After a while, the guys nearby pretended they were asleep to avoid answering so many questions. Sometimes I would just hold that Bible, wanting to understand it and wanting to read it so badly. With time, I actually began to learn whole sentences.
Time Interview
During 1983, Time magazine was doing a story on crime and punishment, and they were interviewing death row inmates throughout the United States. When they got to Alabama, they asked the Southern Poverty Law Center to recommend an inmate to interview, and the center chose me. Other inmates on death row told me not to do the interview, but I decided it was a good opportunity.
The person from Time magazine came to Holman and interviewed me on the visiting yard. She was a young white lady who looked to be in her late twenties or early thirties. She smoked, and she asked me if I smoked. I said I had just stopped. She began to smoke.
Believe it or not, I cannot remember much of what she asked me, other than what it was like to be on death row. I guess I was nervous. I said I felt like a dog in a dog pen waiting to die. Then she also asked me if I was sorry for my actions and if I had remorse.
I said yes and explained why. That’s all I remember.
After I did the interview and the article came out, the guys on death row immediately began ridiculing me. Why? Because Time magazine reported that convicted murderer Mitchell Rutledge had an IQ of 84, just barely above mental retardation. The article also said I never had any visitors (except for my court-appointed lawyer). The conclusion the writer made was that since I was obviously mentally defective and was of no value to anyone, I should just be locked up forever and let’s be done with it. “Forget him” were the last words.
My fellow prisoners were laughing at me, and I had to admit that I had scored poorly on the prison’s mental evaluation because I couldn’t read. The article portrayed me as worthless and almost subhuman — hardly a grand entrance for my opening communication to the outside world. But what I was about to see was the movement of God. If He could make a donkey talk and then make the sun stand still for Joshua, He could put that article to use for me, and that’s exactly what happened.
New Friends — At Last!
Lillian’s Story
I am a teacher, and when I read the section in the Time article featuring Mitchell Rutledge, it was on a school morning. I lived in Southern California, where I had grown up and gone to college. My schedule on such a morning was tight and measured to arrive at school on time. But that morning I did what I felt compelled to do regardless of the time constraint.
Several points struck me as I read the passage: Mitchell’s age, his admission of guilt and remorse, and his realization that his expressing regret would not be understood.
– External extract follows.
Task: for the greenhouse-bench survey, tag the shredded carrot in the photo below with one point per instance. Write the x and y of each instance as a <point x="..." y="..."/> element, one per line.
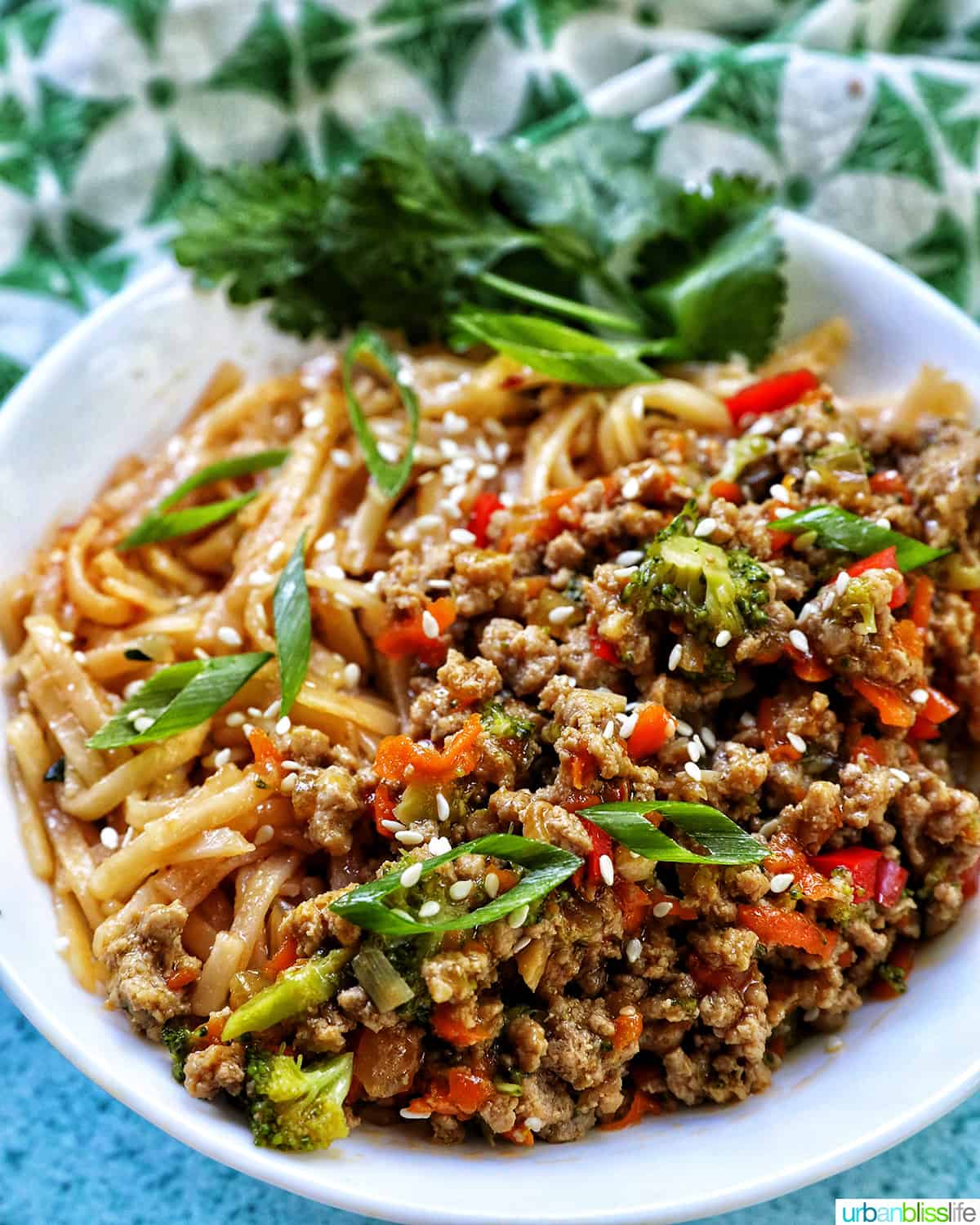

When the interviewer labeled Mitchell with a low IQ score, my strong adverse reaction was that this resulted in denigrating Mitchell’s worth as a person. But the words “not worth killing” were the most offensive I had read about a human being. That statement completely negated every humanitarian principle I held. What concept, when you think about it, would be more annihilating to a person’s value!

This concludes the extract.